大宮ソニックシティホール 大ホールと小ホールの音響システムが、L-Acousticsによって刷新されました
埼玉県大宮駅から徒歩3分に位置する「ソニックシティ」は、大小の音楽ホール、国際会議室、展示場、市民ホール、大小会議室群、都市型ホテルを備えた総合コンベンション施設です。
その中心施設の一つである「ソニックシティホール」の大ホールと小ホールの音響システムが、L-Acousticsによって全面的に刷新されました。
1988年にオープンしたソニックシティホール棟は、2021年7月から2023年2月にかけて長期間の改修工事が行われました。主な目的は天井の耐震補強工事でしたが、この機会に音響システムの更新も実施されました。大ホールではL-Acoustics KARA IIを中心としたシステムに、小ホールではA10を主体としたシステムにそれぞれアップグレードされました。
音響システムの更新について、ソニックシティを管理する株式会社シグマコミュニケーションズの音響担当の統括チーフ 斉藤 誠氏と、同社音響担当 長尾 修氏にお話しを伺いました。
大ホール
客席数2505席の大ホールは、クラシック、ポップス、ロックコンサート、ダンスイベントなど多用途に対応できる施設です。(残響可変装置によって残響時間を1.5秒から1.8秒に調整可能)
以前はプロセニアムからの音が2階席奥に届きにくく、1階付近から2階席に向けたスピーカーを追加設置して対応していました。しかし今回の天井改修の際に、プロセニアムの開口部を広げることができ、内部に納めたKARA IIが2階席奥まで十分に音を届ける設計が実現しました。
長尾氏は「開口部が広がったとはいえ、プロセニアム内のスペースは限られており、収まるサイズで十分なパワーを持つスピーカーが求められました」と振り返ります。

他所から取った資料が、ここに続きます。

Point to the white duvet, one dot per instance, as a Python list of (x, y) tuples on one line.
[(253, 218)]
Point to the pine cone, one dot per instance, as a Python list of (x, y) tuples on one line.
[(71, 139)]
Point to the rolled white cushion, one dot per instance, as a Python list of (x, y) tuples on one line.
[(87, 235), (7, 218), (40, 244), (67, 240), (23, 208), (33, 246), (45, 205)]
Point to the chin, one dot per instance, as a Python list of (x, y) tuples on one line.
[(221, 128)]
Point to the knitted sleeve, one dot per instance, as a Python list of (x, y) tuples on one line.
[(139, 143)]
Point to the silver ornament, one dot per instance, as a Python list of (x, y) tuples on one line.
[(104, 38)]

また斉藤氏も「特にプロセニアム部分の設計には苦労しました」と語ります。
改修以前は複数のスピーカーブランドが混在していましたが、今回すべてL-Acoustics製品で統一されたため、Soundvisionを使用した音響設計が容易になり、結果的に会場全体で均一な音響環境が実現しました。

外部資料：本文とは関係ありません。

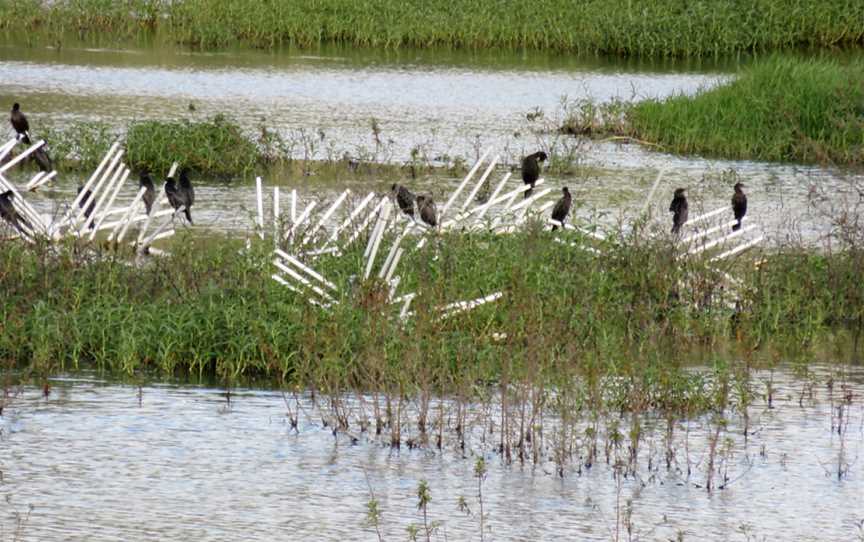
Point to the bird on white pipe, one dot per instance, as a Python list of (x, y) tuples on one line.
[(562, 208)]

長尾氏は「以前に比べて音が繊細で伸びやかになった」と評価しています。
小ホール
客席数496席の小ホールは、講演会、学会、ピアノ発表会などに利用される多目的ホールで、同時通訳設備も完備しています。
従来、プロセニアムはL-Acoustics KIVA ×5、KILO ×1という構成でしたが、音楽演目で低域のボリュームが求められるため、今回の更新でA10 FOCUS ×1、A10 WIDE ×2、KS21 ×1に刷新され、音の充実が図られました。
「スピーカーの本数が減ったため、以前と同じようにカバーできるか不安もありましたが、実際に音を聴くと全く問題ありませんでした。以前より音の重心が下がり、芯のあるサウンドに仕上がっています」と斉藤氏は語ります。

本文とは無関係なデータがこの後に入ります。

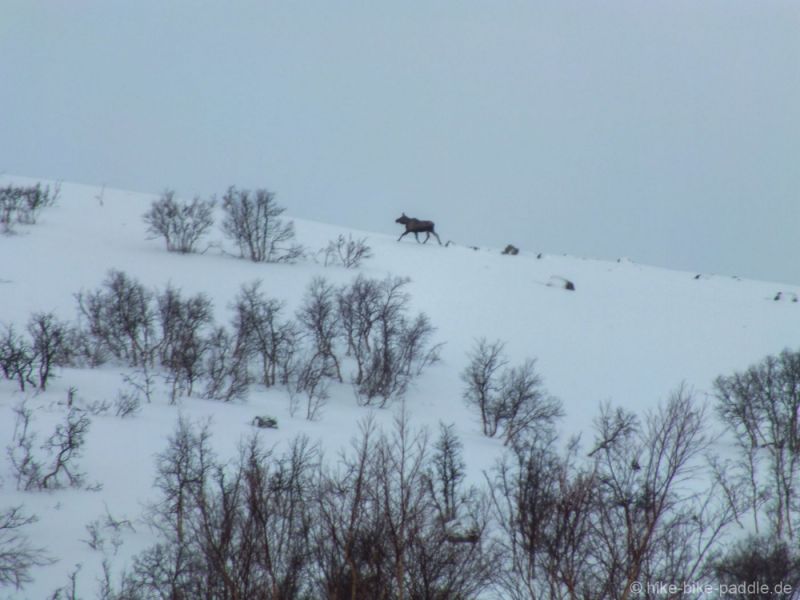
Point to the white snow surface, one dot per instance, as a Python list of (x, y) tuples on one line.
[(629, 334)]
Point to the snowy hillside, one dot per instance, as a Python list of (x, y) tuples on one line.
[(628, 333)]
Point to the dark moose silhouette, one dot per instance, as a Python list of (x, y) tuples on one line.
[(416, 227)]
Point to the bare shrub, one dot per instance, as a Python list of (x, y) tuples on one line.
[(17, 555), (378, 531), (51, 344), (25, 465), (229, 532), (183, 341), (761, 408), (320, 321), (181, 224), (513, 401), (253, 221), (262, 334), (17, 358), (65, 446), (225, 370), (22, 204), (389, 347), (641, 509), (127, 404), (660, 513), (120, 318), (310, 380), (61, 450), (346, 252)]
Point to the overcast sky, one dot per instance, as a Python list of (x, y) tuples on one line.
[(666, 132)]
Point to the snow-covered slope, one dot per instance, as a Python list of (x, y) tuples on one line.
[(628, 333)]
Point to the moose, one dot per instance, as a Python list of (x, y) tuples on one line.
[(416, 227)]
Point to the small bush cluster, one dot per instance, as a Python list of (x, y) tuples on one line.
[(181, 224), (253, 221), (30, 360), (17, 555), (22, 204), (367, 323), (56, 467), (288, 526), (510, 400), (346, 252)]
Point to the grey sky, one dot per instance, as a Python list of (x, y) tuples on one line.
[(668, 132)]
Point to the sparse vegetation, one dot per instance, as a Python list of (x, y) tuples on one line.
[(181, 224), (347, 252), (253, 222), (512, 401), (22, 204)]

また長尾氏は「ステージの額縁を埋めるような音圧を感じることができます」と評価しています。
今後の展望
今後の展望について「次は大ホールのカラム部の開口部を広げたい」とお二人は述べています。
今回の約1年半に及ぶ改修により、音響、快適性、安全性が大きく向上したソニックシティホールは、埼玉県都心部のフラッグシップホールとして、さらなる飛躍が期待されています。